С чего же мне начать моё описание? Впрочем можно ли даже ставить подобный вопрос! Разумеется, с Мадонны Рафаэля. Я пролетел через все залы, стремясь поскорее увидеть эту картину, наконец, остановился перед нею и — не был поражён. На меня глядело милое, но нисколько не выдающееся женское лицо, каких, казалось мне, я много видел и раньше. «Так это-то и есть та знаменитая картина?» думал я, тщетно стараясь найти в ней что-нибудь особенное. Мне даже показалось, что многие и Мадонны, и другие женские головки, мельком виденные мною сейчас в галерее, были гораздо красивее. Я вернулся к ним, и тут-то с моих глаз спала завеса: здесь передо мною были только нарисованные человеческие лица, тогда как там я видел живые, божественные! Я опять подошёл к картине Рафаэля и на этот раз проникнулся её бесконечною жизненностью и прелестью! Да, она не поражает, не ослепляет с первого взгляда, но чем дальше всматриваешься в эту Мадонну и в Младенца Иисуса, тем они кажутся тебе божественнее. Такого неземного, невинного детского лица нет ни у одной женщины, и вместе с тем лицо Мадонны как будто срисовано с натуры. В каждом невинном девичьем лице можно отыскать сходство с нею, но она является тем идеалом, к которому все остальные только стремятся. Вглядываясь в её взор, не возгораешься к ней пламенною любовью, но проникаешься желанием преклонить перед ней колени. Теперь мне стало понятно, каким образом могут католики падать ниц перед картинами. Они преклоняются не перед красками и холстом, а перед воплотившимся в них духом божества. Человек видит это божество плотским своим оком, а льющиеся в это время мощные звуки органа успокаивают диссонансы в его душе, и она постигает гармонию между земным и небесным. Краски на картине поблёкли от времени, но лица по-прежнему дышат жизнью. Сияние, окружающее головки херувимов, как-то меркнет, стушёвывается, и весь блеск, вся сила сосредоточены во взгляде Младенца-Иисуса. Подобного взора, подобных очей не встретишь ни у одного ребёнка, и всё же нас поражает именно их чисто детское, невинное выражение. А эти милые херувимчики внизу! Вот истое изображение земной невинности! С каким детским спокойствием глядит перед собою младший, тогда как старший уже подымает взор свой ввысь, на небесное видение. Одна эта картина могла бы прославить Дрезденскую галерею, она одна могла бы и обессмертить своего творца!

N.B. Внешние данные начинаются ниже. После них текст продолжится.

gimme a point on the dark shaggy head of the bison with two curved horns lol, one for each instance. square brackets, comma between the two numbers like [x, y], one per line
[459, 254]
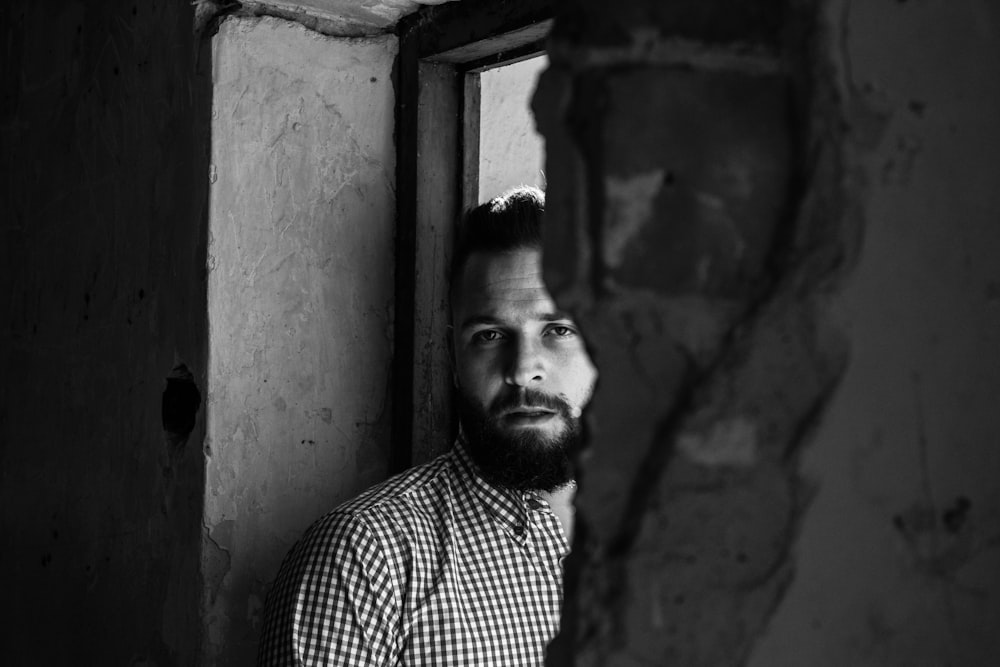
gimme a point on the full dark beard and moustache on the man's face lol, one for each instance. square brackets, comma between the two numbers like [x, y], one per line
[520, 459]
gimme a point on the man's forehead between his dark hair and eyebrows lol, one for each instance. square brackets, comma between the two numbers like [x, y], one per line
[501, 283]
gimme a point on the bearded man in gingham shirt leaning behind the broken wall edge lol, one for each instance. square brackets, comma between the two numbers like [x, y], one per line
[459, 561]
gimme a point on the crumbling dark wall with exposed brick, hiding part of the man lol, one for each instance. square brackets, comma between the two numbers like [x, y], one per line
[711, 166]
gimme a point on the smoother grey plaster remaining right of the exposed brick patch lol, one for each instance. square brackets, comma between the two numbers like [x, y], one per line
[898, 556]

В той же зале висят ещё три шедевра. Один из них «Ночь» Корреджио, поэтичная по идее и дивно-прекрасная по мастерству выполнения. Главная фигура Иисус; от неё льётся яркий свет на все окружающие; особенно хороша, по-моему, женщина, прикрывающая рукой глаза и слегка отворачивающаяся от этого ослепительного света. Эта картина вообще считается лучшею из всех творений Корреджио, но мне всё-таки больше правится его «Святой Себастиан». Эта картина находится тут же. Как хороши на ней группы ангелов! Они парят на лёгких облачках, окружая святого мученика. Как спокоен и в то же время вдохновенен его взор! В той же зале есть ещё одна картина, которую, по-моему, можно поставить четвёртою в ряду этих вдохновенных произведений искусства. Это «Христос» Карло Дольчи. Какое удивительное сочетание величия и глубокой скорби в этом благородном, божественном лице!

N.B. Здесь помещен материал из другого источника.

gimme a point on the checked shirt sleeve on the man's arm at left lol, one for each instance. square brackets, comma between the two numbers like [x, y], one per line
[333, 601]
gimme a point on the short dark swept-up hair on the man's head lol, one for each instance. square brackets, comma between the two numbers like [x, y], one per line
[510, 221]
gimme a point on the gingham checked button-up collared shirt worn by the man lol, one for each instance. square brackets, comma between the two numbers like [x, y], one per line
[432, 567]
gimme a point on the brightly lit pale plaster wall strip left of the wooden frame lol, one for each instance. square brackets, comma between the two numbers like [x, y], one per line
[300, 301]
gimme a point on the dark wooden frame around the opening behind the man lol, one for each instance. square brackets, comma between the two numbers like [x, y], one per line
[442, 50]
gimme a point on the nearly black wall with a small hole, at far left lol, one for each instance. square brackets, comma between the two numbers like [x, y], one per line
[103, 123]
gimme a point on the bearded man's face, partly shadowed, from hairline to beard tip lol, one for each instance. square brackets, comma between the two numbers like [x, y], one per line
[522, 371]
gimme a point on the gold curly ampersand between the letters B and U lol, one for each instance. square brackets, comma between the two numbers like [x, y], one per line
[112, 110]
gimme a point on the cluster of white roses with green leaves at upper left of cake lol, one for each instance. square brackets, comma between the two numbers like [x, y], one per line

Я переходил из залы в залу, рассматривая дивные образцы искусства, но беспрестанно возвращался к упомянутым четырём шедеврам, к Мадонне Рафаэля и ангелочкам Корреджио. Сильное впечатление произвели на меня и некоторые другие превосходные картины. Между ними первое место занимает «Судный день» Рубенса. В этой картине он дал нам портреты трёх своих жен. Две из них возносятся ангелами на небо, третью же дьявол влечёт в преисподнюю. Сам Рубенс сидит на своей могиле. Никто, по-видимому, не обращает на него внимания, а он глубоко задумался, размышляя, вероятно, о том, куда попадёт сам, и спокойно ожидая своей участи.
Отмечаю, как курьёз, что на картине Бассано «Ковчег» первою входящею в него изображена свинья, которой таким образом и достаётся лучшее место.
Утомлённый и духовно и физически оставил я, наконец, галерею, уже заранее радуясь мысли посетить её вновь и не один раз.